The crypto behemoth reportedly informed shareholders in a letter of $229 million revenue.
Revenue increased for other DCG companies throughout the quarter as well.
The rebound in the cryptocurrency markets in the first quarter of 2024 drove a dramatic increase in revenue for Digital Currency Group (DCG). The crypto behemoth reportedly informed shareholders in a letter that revenue increased 51% year-over-year to $229 million.
Despite $17.4 billion flowing out of its Bitcoin fund since it became an exchange-traded fund (ETF) in January, Grayscale’s revenue remained stable throughout the quarter. The asset manager was able to offset losses in assets under management with $156 million in revenue, which was driven by higher asset values.
Overall Substantial Growth
The increasing rivalry among Bitcoin ETF issuers providing cheaper management fees is the root cause of Grayscale’s outflows.
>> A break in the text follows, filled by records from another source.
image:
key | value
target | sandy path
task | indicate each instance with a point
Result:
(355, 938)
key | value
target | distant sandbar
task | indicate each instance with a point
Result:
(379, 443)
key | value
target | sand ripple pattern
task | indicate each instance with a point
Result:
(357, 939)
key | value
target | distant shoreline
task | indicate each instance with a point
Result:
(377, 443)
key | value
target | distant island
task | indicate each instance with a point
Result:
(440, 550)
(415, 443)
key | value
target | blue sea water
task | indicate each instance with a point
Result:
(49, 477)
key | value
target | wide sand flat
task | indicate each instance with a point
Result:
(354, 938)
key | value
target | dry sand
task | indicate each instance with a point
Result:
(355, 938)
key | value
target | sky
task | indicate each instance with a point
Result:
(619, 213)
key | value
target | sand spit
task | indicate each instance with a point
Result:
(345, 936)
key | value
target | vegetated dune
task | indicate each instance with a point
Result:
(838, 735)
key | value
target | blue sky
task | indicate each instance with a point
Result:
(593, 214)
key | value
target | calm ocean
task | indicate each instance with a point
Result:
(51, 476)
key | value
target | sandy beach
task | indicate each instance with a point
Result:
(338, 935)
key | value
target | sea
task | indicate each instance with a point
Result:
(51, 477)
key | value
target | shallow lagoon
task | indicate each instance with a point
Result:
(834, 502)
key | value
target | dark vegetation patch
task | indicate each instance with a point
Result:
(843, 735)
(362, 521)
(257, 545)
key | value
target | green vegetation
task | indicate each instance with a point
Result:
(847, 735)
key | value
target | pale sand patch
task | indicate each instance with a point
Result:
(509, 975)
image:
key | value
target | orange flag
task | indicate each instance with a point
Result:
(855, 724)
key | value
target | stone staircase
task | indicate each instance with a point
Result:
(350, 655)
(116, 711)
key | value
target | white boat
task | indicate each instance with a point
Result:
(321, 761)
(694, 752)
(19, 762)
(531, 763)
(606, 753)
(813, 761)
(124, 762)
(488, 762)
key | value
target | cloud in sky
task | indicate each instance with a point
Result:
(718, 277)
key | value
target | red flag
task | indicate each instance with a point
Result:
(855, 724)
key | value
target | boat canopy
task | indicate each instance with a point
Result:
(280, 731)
Management costs for funds like the Bitwise Bitcoin ETF (BITB) are just 0.2 percent, in contrast to the 1.5 percent charged by the Grayscale Bitcoin Trust (GBTC).
Despite Grayscale’s predictions of outflows due to greater competition in the ETF wrapper, Digital Currency Group said in their letter that Q1 revenue from GBTC still surpassed their estimates.
Revenue increased for other DCG companies throughout the quarter as well. Staking services and equipment sales helped crypto mining pool Foundry’s revenue grow 35% to $51 million. Increased trading volumes caused Luno’s income to surge 46% to $16 million.
Regulatory hurdles in the US have been a problem for the giant. The NYAG recently stepped up its fraud lawsuit against DCG, its CEO Barry Silbert, and the former CEO of Genesis Global Capital, Soichiro Moro, to seek $3 billion in damages.